Panasonic Corp., the supplier of batteries for electric-car maker Tesla Motors Inc., posted first-quarter profit that missed analyst estimates as fixed costs rose and consumer electronic demand in Japan weakened.

Net income fell 65 per cent to 37.9 billion yen ($368 million) in the three months ended June, Osaka-based Panasonic said in a statement Wednesday. That compares with the 49 billion-yen median estimate of three analysts surveyed by Bloomberg. The year-earlier result included one-time gains from changes to pension accounting.

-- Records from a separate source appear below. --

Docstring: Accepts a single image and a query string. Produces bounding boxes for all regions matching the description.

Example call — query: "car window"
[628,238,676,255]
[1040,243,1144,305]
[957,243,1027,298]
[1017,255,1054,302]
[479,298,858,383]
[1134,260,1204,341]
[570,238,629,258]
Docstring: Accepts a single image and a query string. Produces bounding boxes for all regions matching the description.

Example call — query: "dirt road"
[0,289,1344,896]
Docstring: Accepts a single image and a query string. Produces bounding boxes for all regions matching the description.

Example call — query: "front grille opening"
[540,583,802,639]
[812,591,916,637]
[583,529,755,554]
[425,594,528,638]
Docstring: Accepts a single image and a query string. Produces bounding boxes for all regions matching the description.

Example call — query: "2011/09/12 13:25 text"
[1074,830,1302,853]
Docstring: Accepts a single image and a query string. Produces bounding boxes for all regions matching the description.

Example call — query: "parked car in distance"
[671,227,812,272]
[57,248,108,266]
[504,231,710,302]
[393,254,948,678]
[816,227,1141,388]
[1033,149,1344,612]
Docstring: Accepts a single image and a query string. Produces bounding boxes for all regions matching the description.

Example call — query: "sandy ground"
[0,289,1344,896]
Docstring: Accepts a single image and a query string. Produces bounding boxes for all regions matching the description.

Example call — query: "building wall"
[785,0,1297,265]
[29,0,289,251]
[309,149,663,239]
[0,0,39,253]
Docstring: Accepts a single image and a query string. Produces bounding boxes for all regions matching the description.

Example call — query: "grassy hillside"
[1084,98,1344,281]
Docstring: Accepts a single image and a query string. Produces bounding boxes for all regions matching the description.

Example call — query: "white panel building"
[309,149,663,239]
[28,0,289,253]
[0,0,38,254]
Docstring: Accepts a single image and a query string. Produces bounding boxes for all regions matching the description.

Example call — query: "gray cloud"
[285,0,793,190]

President Kazuhiro Tsuga is focusing on selling to other businesses, including the supply of lithium-ion battery cells to Tesla, as he trims unprofitable electronics operations including televisions and chips. Panasonic boosted wages after cuts last year, increasing fixed costs at the automotive and industrial division. Separately, the company said it committed to working with Tesla on its battery Gigafactory project.
“TVs and semiconductor chips may continue to generate losses this fiscal year,” Masahiro Wakasugi, an analyst at BNP Paribas SA, said in a report before the announcement.
Panasonic said Wednesday demand in Japan for consumer electronics devices declined following a surge before an April tax increase.

Operating profit rose 28 per cent to 82.3 billion yen for the three months ended June, Panasonic said. That compares with the 67.8 billion-yen average of six analyst estimates compiled by Bloomberg.

Tesla Factory
 Panasonic will build cylindrical lithium-ion cells and invest in equipment, machinery and other tools, the company said Wednesday in a statement. Tesla will handle the land, building and utilities and use the cells to assemble battery packs.

Profit at the automotive and industrial systems unit, which supplies Tesla with battery cells, fell to 23.5 billion yen.

Tsuga suspended plasma panel production, trimmed smartphone and circuit-board operations and sold chip factories to Israel’s Tower Semiconductor Ltd. last year to focus on faster-growing businesses.
Panasonic has cut about 95,000 jobs since 2011, according to data compiled by Bloomberg.